Don’t Just Call Me A Hero – What the Frontline Needs From Its Leaders

Jay Kaplan, MD, FACEP

Medical Director of Care Transformation
Jay Kaplan

Dr. Kaplan is Medical Director of Care Transformation and Director of the Be Well Center for LCMC Health in New Orleans, LA.  He is Clinical Associate Professor of Medicine, LSU Health Sciences Center, and an attending physician and academic faculty for the Emergency Medicine Residency at University Medical Center New Orleans.  Dr. Kaplan is a past President of the American College of Emergency Physicians and current national faculty for ACEP, as well as a member of the National Academy of Medicine Action Collaborative on Clinician Well-Being and Resilience.  Dr. Kaplan is past Medical Director of Studer Group and past Director of Service and Operational Excellence for CEP America (now Vituity).

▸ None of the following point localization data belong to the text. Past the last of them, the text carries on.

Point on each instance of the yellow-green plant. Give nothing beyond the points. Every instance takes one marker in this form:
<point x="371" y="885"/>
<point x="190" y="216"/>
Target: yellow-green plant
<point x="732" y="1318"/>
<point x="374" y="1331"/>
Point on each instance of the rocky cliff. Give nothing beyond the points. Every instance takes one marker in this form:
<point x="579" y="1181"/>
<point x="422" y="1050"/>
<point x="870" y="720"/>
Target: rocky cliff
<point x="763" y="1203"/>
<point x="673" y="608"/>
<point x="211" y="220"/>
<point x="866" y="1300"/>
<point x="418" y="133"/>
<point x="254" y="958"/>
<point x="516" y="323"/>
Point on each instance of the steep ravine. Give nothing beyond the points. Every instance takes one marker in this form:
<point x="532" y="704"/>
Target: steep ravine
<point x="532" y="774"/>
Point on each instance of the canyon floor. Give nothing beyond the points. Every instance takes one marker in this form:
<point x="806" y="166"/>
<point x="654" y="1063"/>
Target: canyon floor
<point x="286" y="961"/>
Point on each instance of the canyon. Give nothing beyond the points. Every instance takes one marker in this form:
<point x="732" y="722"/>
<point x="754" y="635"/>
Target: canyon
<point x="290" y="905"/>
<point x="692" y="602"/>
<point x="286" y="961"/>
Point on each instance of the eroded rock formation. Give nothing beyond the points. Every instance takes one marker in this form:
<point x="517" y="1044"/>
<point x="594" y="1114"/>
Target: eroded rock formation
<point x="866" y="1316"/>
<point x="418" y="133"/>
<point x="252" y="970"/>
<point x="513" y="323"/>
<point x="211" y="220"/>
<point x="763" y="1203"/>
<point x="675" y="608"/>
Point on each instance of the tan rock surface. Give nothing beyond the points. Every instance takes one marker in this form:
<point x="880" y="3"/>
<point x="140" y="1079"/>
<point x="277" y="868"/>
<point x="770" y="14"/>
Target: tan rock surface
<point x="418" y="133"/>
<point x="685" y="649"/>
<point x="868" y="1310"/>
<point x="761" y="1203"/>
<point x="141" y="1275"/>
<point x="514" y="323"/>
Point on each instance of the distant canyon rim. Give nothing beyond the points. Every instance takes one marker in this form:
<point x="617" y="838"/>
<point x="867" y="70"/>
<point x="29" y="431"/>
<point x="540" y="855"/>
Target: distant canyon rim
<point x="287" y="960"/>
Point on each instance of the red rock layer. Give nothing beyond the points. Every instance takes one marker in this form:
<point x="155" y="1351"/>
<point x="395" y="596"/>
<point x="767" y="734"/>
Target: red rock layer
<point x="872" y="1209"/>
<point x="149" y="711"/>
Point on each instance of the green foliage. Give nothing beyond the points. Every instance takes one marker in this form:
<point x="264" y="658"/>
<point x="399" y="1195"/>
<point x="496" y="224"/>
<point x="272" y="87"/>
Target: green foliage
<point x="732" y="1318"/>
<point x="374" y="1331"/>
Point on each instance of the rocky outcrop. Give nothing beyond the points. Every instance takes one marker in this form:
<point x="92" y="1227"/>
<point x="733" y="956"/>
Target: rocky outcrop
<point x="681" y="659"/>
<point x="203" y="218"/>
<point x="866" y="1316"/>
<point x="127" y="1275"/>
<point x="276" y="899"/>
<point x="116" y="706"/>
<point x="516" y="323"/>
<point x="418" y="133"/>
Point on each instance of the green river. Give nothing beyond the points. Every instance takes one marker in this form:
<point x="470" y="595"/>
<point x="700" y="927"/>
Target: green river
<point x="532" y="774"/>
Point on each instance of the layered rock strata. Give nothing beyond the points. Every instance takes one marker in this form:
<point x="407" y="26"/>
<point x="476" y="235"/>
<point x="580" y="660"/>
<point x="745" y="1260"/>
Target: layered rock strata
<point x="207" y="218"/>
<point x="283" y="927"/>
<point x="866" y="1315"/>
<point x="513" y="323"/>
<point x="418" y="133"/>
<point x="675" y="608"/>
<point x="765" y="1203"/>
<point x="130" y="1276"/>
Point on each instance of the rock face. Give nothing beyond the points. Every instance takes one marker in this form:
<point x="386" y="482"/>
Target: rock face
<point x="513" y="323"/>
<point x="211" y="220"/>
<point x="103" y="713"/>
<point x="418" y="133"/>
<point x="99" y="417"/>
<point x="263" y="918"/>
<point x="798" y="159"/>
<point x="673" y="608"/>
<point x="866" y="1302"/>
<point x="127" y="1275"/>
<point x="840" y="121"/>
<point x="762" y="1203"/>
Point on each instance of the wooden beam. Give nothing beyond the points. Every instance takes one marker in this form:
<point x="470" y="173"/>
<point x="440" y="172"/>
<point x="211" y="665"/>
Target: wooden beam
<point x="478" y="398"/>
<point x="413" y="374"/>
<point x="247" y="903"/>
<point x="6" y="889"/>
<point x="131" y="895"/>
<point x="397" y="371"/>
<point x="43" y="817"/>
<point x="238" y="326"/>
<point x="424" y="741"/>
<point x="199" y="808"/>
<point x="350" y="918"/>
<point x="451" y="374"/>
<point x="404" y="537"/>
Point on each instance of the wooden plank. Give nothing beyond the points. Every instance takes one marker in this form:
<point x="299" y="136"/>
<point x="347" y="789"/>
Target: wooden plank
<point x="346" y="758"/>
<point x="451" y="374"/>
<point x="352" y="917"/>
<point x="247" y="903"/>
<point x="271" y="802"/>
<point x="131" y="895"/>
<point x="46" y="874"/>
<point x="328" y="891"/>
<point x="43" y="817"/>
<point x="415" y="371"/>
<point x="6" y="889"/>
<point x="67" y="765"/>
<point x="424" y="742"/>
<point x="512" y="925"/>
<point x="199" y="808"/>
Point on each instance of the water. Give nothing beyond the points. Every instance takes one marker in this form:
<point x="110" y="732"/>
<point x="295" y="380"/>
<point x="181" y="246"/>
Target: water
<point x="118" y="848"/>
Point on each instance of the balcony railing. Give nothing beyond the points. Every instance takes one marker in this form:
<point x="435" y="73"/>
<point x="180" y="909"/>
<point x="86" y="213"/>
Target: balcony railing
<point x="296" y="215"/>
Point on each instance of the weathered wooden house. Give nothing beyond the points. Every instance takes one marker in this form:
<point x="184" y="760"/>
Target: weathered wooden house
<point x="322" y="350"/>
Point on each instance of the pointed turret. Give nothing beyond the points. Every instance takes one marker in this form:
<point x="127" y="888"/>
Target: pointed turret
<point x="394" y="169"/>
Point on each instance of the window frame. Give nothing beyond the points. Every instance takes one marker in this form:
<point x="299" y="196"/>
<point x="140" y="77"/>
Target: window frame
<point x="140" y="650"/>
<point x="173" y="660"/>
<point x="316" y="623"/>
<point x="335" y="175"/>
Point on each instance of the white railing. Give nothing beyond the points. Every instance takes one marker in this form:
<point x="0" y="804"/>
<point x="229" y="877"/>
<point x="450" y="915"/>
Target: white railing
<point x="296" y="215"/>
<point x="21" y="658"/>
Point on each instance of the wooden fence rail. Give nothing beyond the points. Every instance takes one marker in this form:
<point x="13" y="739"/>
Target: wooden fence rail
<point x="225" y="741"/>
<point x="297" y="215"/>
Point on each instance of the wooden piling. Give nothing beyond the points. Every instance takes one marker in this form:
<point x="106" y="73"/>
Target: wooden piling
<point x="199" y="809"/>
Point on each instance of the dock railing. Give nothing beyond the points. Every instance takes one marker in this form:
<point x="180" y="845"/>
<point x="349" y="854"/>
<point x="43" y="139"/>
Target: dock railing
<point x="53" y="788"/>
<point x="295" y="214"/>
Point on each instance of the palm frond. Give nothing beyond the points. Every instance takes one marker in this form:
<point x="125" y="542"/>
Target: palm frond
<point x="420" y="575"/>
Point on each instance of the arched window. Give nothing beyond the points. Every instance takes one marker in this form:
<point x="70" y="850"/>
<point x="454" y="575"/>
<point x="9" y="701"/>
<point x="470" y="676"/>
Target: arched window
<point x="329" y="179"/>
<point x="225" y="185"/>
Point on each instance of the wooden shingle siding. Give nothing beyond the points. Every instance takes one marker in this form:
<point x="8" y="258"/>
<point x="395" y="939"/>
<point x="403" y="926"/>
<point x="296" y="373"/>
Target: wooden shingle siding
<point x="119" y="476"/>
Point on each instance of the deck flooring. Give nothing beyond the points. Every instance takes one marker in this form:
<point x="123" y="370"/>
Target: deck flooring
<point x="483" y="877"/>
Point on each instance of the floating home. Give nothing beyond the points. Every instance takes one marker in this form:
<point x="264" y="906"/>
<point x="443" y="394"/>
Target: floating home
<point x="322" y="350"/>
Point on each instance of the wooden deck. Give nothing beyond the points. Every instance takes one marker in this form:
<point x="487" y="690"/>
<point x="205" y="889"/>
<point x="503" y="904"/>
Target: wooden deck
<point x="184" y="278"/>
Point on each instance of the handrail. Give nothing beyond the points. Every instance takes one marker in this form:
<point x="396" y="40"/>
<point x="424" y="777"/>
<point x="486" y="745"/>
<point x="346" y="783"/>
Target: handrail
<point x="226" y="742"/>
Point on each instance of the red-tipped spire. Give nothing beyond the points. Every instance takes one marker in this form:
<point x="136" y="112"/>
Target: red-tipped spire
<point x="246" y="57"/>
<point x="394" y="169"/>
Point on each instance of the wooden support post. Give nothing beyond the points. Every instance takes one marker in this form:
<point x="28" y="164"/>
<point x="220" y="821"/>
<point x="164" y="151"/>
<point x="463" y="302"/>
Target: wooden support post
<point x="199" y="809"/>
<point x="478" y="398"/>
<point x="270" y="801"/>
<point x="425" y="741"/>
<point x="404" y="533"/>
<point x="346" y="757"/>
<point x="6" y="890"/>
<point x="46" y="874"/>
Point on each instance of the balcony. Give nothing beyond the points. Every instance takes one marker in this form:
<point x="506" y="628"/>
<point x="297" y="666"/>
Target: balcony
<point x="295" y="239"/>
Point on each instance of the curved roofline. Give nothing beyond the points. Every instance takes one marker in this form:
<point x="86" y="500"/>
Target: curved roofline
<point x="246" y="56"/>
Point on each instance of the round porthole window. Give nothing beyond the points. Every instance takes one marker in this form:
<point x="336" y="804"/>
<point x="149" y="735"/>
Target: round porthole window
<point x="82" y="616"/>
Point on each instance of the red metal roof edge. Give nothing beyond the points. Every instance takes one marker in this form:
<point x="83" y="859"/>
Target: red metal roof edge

A graduate of Harvard College and Harvard Medical School, Dr. Kaplan was recently named the 2021 John G. Wiegenstein Leadership award winner; this is the highest award of the American College of Emergency Physicians and it is given for outstanding contributions to the College.  In years past Dr. Kaplan was named ACEP’s Outstanding Speaker of the Year (2003), and in 2007 Studer Group honored him with their Physician Fire Starter Award.  Other honors include the Grace Humanitarian Award of the Thomas Jefferson University Hospital Department of Emergency Medicine (2011), the University of Maryland Department of Emergency Medicine Outstanding Leadership in Emergency Medicine award (2014), and a Letter of Commendation from ACEP in September 2018.

As an international speaker and facilitator, Dr. Kaplan has presented to and coached hospital and physician leaders, medical groups, emergency departments, and individual physicians for more than 25 years.  His approach remains tactical and directed toward improved outcomes, emphasizing the importance of teamwork.

Dr. Kaplan continues to practice clinically because he loves the clinical practice of medicine, and caring for patients helps him remain close to the patients’, the hospital staff’s, and the physicians’ current experience.